Charlotte Leaders Warn Growth Projects Continue Historic Harm to Black Communities
- Zhateyah YisraEl

- 2 days ago
- 3 min read

At the Sarah Stevenson Tuesday Forum on Tuesday morning, community leaders, environmental advocates, and residents drew direct connections between Charlotte’s past urban renewal projects and present concerns surrounding proposed data centers and highway expansion in historically Black neighborhoods.
The discussion, titled “Past, Present, & Future for Black Communities,” examined how infrastructure decisions have repeatedly displaced Black residents while limiting long-term economic investment within those same communities.
For many panelists, the conversation began with memory.
Mary Johnson, president of the Dalebrook Neighborhood, recalled how Interstate 77 cut through her predominantly Black neighborhood only a few years after many families had purchased newly built homes in the early 1960s.
“These people had just moved into these brand new houses, living there for less than five years,” Johnson said, describing homes demolished to make way for the interstate.
Some families relocated their houses, while others lost them entirely.
Johnson also recounted stories from her mother about a cemetery near Erwin Elementary School that extended into the area where I-77 now stands. According to Johnson, construction crews unearthed graves and caskets during development with little regard for the site’s historical significance or the families connected to it.
Darnell Ivory, board member of the Biddleville-Smallwood Neighborhood, shared similar experiences from McCrorey Heights, where her mother received notices from the state demanding compliance through eminent domain proceedings connected to highway expansion.
Ivory said her family ultimately relocated their home from VanBuren Avenue to Hyde Park, where it still stands today. While her mother expanded and improved the property during the move, Ivory described the process as one shaped by necessity rather than choice.
Sean Langley, president of the McCrorey Heights Neighborhood Association, said the Brookshire Freeway alone displaced approximately 240 homes in the area.
“If we are using history as our guide, we would not allow this to happen again,” Langley said.
Langley criticized ongoing interactions with the North Carolina Department of Transportation, arguing that residents were repeatedly redirected when raising concerns about highway expansion, environmental conditions, and neighborhood protections.
The conversation later shifted toward proposed hyperscale data centers planned across Charlotte, particularly on the city’s east and west sides.

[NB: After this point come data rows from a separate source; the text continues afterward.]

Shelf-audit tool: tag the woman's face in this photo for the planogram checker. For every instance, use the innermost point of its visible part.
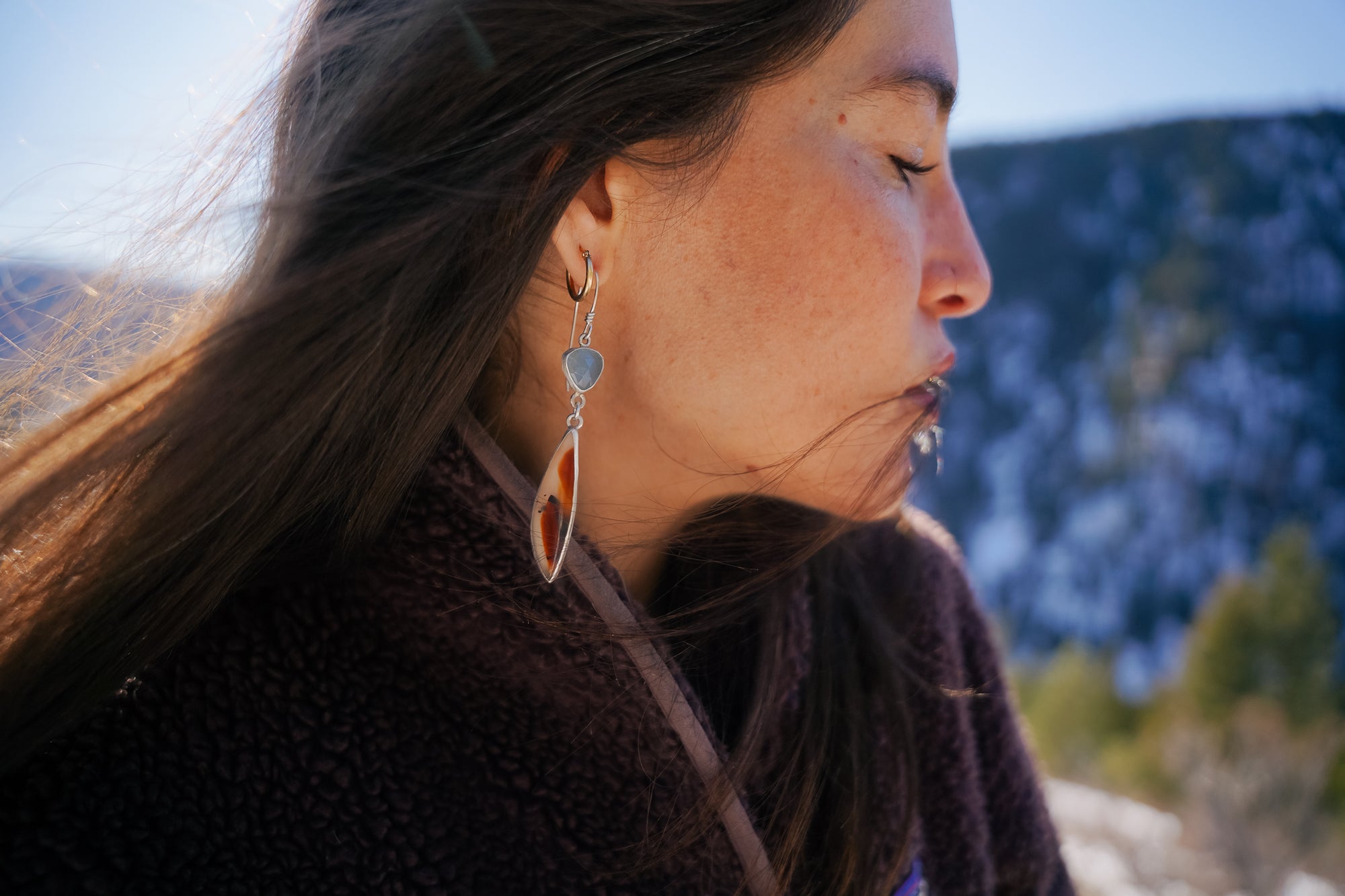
(808, 280)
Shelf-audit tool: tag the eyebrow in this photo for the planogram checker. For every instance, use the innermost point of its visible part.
(927, 79)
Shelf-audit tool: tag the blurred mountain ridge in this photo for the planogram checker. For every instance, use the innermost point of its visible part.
(1155, 385)
(1157, 380)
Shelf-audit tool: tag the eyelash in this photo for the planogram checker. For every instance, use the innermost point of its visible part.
(903, 167)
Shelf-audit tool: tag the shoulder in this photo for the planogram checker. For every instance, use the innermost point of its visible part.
(918, 524)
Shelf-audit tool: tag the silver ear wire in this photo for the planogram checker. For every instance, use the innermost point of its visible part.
(558, 494)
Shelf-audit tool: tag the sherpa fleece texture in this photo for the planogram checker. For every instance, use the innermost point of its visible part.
(396, 729)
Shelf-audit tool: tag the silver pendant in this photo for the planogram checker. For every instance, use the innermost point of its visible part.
(553, 509)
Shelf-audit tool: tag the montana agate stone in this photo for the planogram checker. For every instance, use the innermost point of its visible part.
(553, 509)
(583, 368)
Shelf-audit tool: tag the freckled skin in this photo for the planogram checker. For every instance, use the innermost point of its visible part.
(742, 321)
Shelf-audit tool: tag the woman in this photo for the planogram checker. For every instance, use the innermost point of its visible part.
(297, 604)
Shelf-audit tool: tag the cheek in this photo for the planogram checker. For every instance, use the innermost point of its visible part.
(787, 288)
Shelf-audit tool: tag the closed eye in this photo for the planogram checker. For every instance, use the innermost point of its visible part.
(906, 169)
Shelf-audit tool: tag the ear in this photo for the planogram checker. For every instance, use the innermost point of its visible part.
(597, 221)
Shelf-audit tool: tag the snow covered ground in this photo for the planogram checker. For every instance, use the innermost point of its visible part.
(1117, 846)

Greg Asciutto, executive director of CharlotteEAST, said communities across political and socioeconomic lines are increasingly unified in opposition to large-scale data center developments due to concerns over environmental pollution, energy consumption, and neighborhood impact.
“These developments will end up in Black and brown communities,” Asciutto said, pointing to lower property costs and historical patterns of industrial placement in marginalized neighborhoods.
Rev. Dr. Janet Garner-Mullins, environmental justice fellow with Advance Carolina and secretary of the West Boulevard Coalition, described a proposed 3 million-square-foot data center project in West Charlotte as part of a larger pattern of environmental inequity.
While supporters of the project have cited potential jobs and economic development, Garner-Mullins questioned why similar projects are not proposed in Charlotte’s wealthier communities.
“Why can’t it go on Queens Road? Ballantyne? Park Road?” she asked.
Garner-Mullins characterized the trend as “environmental and technological racism,” arguing that historically marginalized communities continue to absorb the burdens of development while receiving limited long-term benefits.
Malcomb Coley, retired EY partner, closed the forum by emphasizing the need for collective strategy and accountability as Charlotte continues to grow.
“There have been many broken promises in the past, and marginalized communities suffer the most from these broken promises,” Coley said.
Coley pointed to disparities in public contracting participation, noting that Black-owned businesses reportedly completed only 2% to 3% of work connected to major infrastructure projects like the Blue Line Extension and I-77 expansion.
“The boogeyman is your past,” Coley said. “When 2-3% of the work was only done by Black-owned businesses, it should raise alarm bells.”
Throughout the forum, speakers repeatedly returned to a shared theme: growth without community accountability risks repeating the same patterns that displaced and fractured Black neighborhoods decades ago.